[TL;DR]
Semantic SEO is the practice of optimizing content for meaning, context, and the relationships between real-world concepts (entities).
If you're familiar with entity SEO, semantic SEO is the broader practice that entity optimisation sits within. The word "semantic" comes from the Greek sēmantikos ("significant" or "meaningful"), derived from sēmainein ("signify" or "indicate by a sign").

In linguistics, semantics is the branch of study concerned with how language conveys meaning: not just what words say, but what they imply, what context they create, and how they relate to each other. In SEO, the same principle applies. It means creating content that clearly explains a topic and naturally connects it to related ideas, so search engines can understand how everything fits together rather than just matching individual words.
Let’s look at how Nike appears in search.
Nike is a globally recognised athletic footwear and apparel brand with a brand value exceeding $30 billion. It operates within a clear competitive set that includes Adidas and Puma, and is strongly associated with concepts like running, performance footwear, and elite athletes.

Because of this, search engines do not treat “Nike” as just a keyword.
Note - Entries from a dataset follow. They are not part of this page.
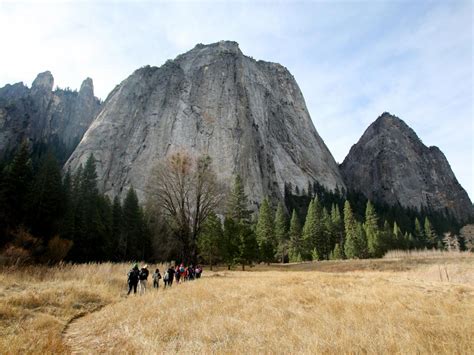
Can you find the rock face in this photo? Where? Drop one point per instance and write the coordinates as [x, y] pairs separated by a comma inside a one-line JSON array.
[[390, 164], [248, 116], [43, 115]]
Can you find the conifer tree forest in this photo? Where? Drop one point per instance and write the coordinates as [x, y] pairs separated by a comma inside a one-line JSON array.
[[48, 215]]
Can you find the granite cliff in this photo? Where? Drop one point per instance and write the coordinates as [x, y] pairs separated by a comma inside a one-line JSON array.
[[390, 164], [249, 116]]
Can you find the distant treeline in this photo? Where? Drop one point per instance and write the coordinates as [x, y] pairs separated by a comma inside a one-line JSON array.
[[47, 216]]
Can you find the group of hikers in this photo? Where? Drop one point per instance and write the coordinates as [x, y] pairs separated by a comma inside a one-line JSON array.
[[137, 278]]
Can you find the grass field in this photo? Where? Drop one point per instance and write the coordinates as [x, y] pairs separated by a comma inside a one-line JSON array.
[[406, 305]]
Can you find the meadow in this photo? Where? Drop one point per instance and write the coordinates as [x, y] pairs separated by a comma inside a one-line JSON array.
[[402, 304]]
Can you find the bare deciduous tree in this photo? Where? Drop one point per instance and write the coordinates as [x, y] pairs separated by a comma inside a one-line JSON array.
[[186, 190]]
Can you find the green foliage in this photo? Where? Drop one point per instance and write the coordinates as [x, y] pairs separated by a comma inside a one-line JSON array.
[[237, 206], [350, 227], [15, 189], [310, 230], [337, 253], [430, 234], [264, 232], [210, 240], [281, 234], [374, 240], [46, 199], [296, 246]]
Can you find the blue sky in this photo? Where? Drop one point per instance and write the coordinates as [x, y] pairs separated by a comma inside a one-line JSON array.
[[353, 60]]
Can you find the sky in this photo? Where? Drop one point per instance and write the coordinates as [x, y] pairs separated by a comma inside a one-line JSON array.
[[353, 60]]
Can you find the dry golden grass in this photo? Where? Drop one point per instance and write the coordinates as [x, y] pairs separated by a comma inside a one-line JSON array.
[[363, 306], [290, 312], [36, 303]]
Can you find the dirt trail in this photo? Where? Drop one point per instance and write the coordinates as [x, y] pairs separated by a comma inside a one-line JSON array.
[[73, 333]]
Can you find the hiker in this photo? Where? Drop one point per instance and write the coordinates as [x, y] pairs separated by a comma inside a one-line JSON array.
[[166, 278], [143, 276], [198, 272], [190, 272], [133, 279], [156, 278], [182, 272], [177, 275]]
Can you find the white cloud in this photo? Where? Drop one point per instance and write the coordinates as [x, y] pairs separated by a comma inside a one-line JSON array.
[[352, 60]]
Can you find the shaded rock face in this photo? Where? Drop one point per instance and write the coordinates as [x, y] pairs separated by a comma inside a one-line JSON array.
[[390, 164], [43, 115], [248, 116]]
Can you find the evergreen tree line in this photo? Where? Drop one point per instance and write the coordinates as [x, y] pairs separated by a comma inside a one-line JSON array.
[[40, 209], [53, 216], [325, 232]]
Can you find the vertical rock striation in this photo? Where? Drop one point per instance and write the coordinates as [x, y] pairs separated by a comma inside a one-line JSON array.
[[248, 116]]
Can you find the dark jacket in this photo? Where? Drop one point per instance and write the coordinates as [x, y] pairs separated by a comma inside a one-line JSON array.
[[133, 275], [143, 274]]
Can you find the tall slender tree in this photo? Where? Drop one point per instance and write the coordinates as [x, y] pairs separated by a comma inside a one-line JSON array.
[[296, 243], [430, 234], [372, 231], [265, 233], [350, 226], [281, 233], [210, 240]]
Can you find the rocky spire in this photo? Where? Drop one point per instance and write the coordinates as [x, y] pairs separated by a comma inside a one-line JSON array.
[[43, 81], [391, 164], [87, 88]]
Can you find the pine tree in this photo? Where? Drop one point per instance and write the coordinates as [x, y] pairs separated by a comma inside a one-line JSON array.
[[350, 227], [118, 245], [231, 247], [420, 241], [362, 252], [264, 232], [325, 241], [372, 231], [296, 243], [337, 227], [133, 227], [337, 254], [430, 234], [46, 199], [239, 239], [397, 236], [248, 246], [237, 206], [210, 240], [15, 189], [281, 234]]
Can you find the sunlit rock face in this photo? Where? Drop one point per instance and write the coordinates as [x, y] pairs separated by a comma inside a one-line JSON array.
[[390, 164], [249, 116], [42, 115]]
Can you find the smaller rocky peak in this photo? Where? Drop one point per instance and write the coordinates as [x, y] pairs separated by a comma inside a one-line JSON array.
[[14, 91], [43, 81], [87, 88], [391, 125]]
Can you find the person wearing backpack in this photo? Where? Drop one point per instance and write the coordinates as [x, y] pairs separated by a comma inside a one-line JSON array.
[[166, 278], [143, 276], [156, 278], [170, 275], [133, 279]]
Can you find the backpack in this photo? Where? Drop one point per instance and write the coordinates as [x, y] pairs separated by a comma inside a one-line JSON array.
[[133, 275]]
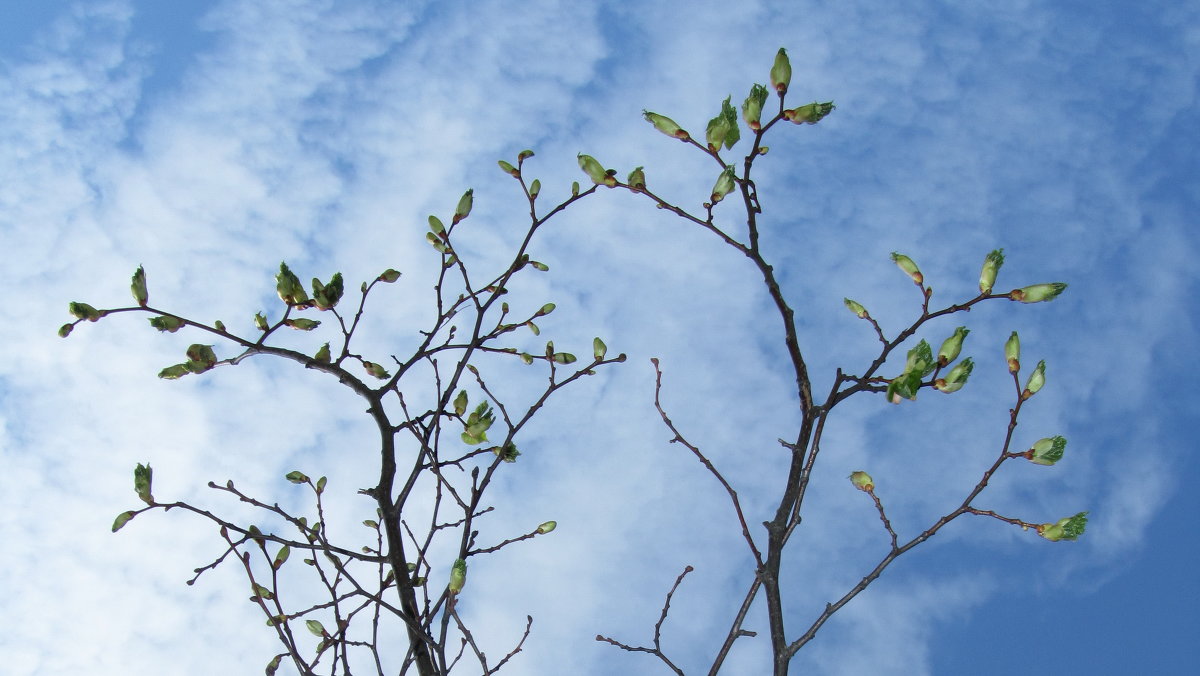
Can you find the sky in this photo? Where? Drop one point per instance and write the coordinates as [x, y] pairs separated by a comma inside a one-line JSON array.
[[209, 141]]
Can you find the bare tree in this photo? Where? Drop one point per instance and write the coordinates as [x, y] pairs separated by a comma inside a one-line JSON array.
[[445, 430]]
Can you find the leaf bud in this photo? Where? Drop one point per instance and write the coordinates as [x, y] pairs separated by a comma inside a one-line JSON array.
[[856, 307], [84, 311], [811, 114], [724, 185], [636, 179], [1068, 528], [138, 287], [909, 268], [666, 125], [457, 576], [990, 267], [862, 480], [952, 346], [957, 377], [1048, 450], [1038, 293], [509, 169], [723, 130], [1013, 353], [751, 108], [781, 72], [1037, 378], [463, 209]]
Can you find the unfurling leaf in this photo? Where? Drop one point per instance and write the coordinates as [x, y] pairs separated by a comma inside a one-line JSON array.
[[138, 286], [862, 480], [990, 267], [781, 72], [463, 209], [1068, 528], [457, 576], [168, 324], [301, 324], [123, 519], [143, 483], [810, 114], [1048, 450]]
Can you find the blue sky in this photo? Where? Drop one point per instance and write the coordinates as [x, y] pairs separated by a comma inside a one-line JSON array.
[[208, 141]]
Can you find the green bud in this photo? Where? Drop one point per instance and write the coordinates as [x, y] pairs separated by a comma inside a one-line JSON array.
[[636, 179], [463, 209], [1013, 353], [724, 185], [84, 311], [138, 287], [1037, 378], [921, 360], [723, 130], [909, 268], [376, 370], [143, 480], [811, 114], [1048, 450], [957, 377], [123, 519], [1068, 528], [1038, 293], [301, 324], [781, 72], [287, 285], [666, 125], [856, 307], [594, 169], [174, 372], [457, 576], [323, 354], [990, 267], [751, 108], [862, 480], [952, 346], [169, 324]]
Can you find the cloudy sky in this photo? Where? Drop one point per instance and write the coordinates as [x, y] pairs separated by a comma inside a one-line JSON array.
[[209, 141]]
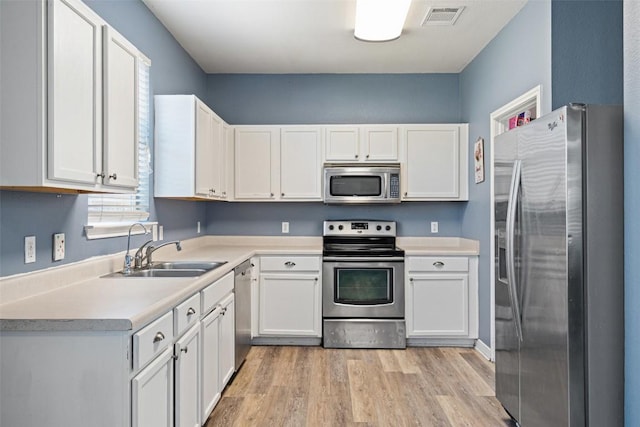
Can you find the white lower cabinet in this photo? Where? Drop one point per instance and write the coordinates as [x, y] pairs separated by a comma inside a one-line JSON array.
[[152, 393], [218, 342], [290, 298], [211, 389], [441, 299], [187, 378], [227, 340]]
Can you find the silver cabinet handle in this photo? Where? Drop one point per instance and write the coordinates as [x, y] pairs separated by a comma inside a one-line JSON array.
[[159, 337]]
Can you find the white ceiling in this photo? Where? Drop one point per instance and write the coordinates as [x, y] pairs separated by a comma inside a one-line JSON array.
[[316, 36]]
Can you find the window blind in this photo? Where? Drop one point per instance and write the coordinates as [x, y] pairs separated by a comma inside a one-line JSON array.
[[129, 208]]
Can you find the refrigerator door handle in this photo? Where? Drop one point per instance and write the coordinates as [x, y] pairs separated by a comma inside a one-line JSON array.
[[510, 249]]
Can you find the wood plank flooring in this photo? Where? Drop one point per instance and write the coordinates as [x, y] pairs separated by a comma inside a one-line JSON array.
[[313, 386]]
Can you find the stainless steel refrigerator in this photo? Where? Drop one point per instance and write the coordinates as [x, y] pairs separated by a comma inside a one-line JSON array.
[[559, 319]]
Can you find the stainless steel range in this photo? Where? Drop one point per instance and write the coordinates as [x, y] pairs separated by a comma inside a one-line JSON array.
[[362, 285]]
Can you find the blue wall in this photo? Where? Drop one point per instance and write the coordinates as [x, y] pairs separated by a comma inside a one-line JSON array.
[[632, 209], [25, 214], [504, 70], [328, 99], [586, 52], [335, 98], [305, 219]]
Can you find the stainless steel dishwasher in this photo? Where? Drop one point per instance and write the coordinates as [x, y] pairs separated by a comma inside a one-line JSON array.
[[242, 284]]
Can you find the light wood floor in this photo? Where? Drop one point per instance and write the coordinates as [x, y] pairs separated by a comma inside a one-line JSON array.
[[313, 386]]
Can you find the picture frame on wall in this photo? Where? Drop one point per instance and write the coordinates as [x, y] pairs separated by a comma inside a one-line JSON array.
[[478, 155]]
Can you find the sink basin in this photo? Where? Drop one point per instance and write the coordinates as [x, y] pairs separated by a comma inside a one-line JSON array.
[[186, 265], [172, 269]]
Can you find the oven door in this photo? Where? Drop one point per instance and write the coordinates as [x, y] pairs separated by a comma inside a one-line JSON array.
[[363, 288]]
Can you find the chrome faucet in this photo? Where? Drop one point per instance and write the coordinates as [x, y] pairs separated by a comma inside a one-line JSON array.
[[126, 269], [150, 250]]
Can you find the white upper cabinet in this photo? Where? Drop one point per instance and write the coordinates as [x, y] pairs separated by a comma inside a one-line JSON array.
[[120, 110], [375, 143], [190, 153], [301, 163], [435, 162], [69, 87], [256, 152]]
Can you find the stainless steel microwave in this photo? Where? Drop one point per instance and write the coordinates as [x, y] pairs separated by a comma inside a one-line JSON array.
[[361, 183]]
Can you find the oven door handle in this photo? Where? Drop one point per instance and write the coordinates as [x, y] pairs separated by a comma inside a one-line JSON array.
[[362, 259]]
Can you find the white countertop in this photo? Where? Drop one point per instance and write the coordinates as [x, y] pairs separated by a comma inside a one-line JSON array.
[[75, 298]]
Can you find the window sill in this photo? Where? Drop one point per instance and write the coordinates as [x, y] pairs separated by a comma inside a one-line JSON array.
[[116, 229]]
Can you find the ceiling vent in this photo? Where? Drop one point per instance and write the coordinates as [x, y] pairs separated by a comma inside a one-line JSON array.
[[442, 15]]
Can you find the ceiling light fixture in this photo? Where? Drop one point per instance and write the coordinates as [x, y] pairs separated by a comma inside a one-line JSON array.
[[380, 20]]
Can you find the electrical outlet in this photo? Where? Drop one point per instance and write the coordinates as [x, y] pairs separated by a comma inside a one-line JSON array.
[[58, 246], [29, 249]]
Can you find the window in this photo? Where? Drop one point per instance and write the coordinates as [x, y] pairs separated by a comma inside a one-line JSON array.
[[111, 215]]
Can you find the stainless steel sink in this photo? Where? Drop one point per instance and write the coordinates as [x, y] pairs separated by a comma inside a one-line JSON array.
[[186, 265], [172, 269]]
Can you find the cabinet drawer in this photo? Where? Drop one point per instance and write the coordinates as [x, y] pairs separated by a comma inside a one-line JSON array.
[[213, 293], [152, 339], [438, 264], [292, 263], [186, 314]]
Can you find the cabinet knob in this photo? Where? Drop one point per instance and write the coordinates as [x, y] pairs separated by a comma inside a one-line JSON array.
[[159, 337]]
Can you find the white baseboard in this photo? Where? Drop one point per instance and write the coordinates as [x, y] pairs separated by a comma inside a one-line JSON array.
[[484, 349]]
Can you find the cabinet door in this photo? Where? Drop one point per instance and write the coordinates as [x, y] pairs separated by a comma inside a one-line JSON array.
[[210, 363], [432, 162], [227, 341], [204, 150], [380, 143], [300, 163], [152, 393], [438, 305], [290, 305], [256, 163], [74, 143], [342, 143], [120, 142], [187, 375]]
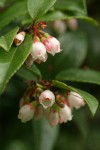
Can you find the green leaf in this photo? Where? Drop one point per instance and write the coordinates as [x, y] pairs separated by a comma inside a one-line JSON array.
[[32, 73], [17, 10], [37, 8], [52, 16], [7, 40], [74, 50], [89, 99], [73, 6], [58, 15], [10, 62], [79, 75], [44, 135], [2, 2]]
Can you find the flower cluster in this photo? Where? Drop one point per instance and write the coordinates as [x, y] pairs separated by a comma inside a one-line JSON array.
[[57, 108], [43, 43]]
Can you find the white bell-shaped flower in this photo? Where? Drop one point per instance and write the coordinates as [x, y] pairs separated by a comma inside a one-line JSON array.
[[38, 52], [19, 38], [26, 112], [65, 114], [53, 118], [55, 44], [75, 100], [47, 98]]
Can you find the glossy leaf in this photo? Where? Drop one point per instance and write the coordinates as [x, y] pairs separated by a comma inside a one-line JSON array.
[[32, 73], [2, 2], [7, 40], [44, 135], [17, 10], [79, 75], [77, 7], [10, 62], [37, 8], [74, 50], [88, 98], [59, 15]]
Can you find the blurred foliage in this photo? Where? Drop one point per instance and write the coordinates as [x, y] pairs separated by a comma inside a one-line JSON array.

They understand it as an entity connected to a wider network of meaning. When searching for something like “best shoes for a half marathon,” Google draws on that existing understanding.
When I ran the query in AI Mode (Google's AI-powered search experience that synthesises results rather than listing links), one of the top recommendations was the Nike ZoomX Alphafly 3.

This is not because the page repeats the keyword the most, but because the product sits naturally within a network of relevant entities such as running performance, race-day footwear, elite athletes, and trusted brand authority. This is how modern search works. Google retrieves entities it understands to be relevant and surfaces results that fit coherently into that network.
The old playbook was simple: put the right phrase in the right locations, title tag, H1, first paragraph, body copy, meta description, and search engines would understand what your page was about.
The underlying questions were "Does this page contain the right keywords?" and "How many times does this keyword appear?" Under Semantic SEO, those questions changed to:
Google's ability to interpret meaning, infer intent, and evaluate topical depth has made shallow, keyword-driven content progressively less competitive. If your content doesn't demonstrate a genuine understanding of the subject it covers, it is increasingly unlikely to rank, regardless of how well it’s technically optimised, or how entity-rich it is.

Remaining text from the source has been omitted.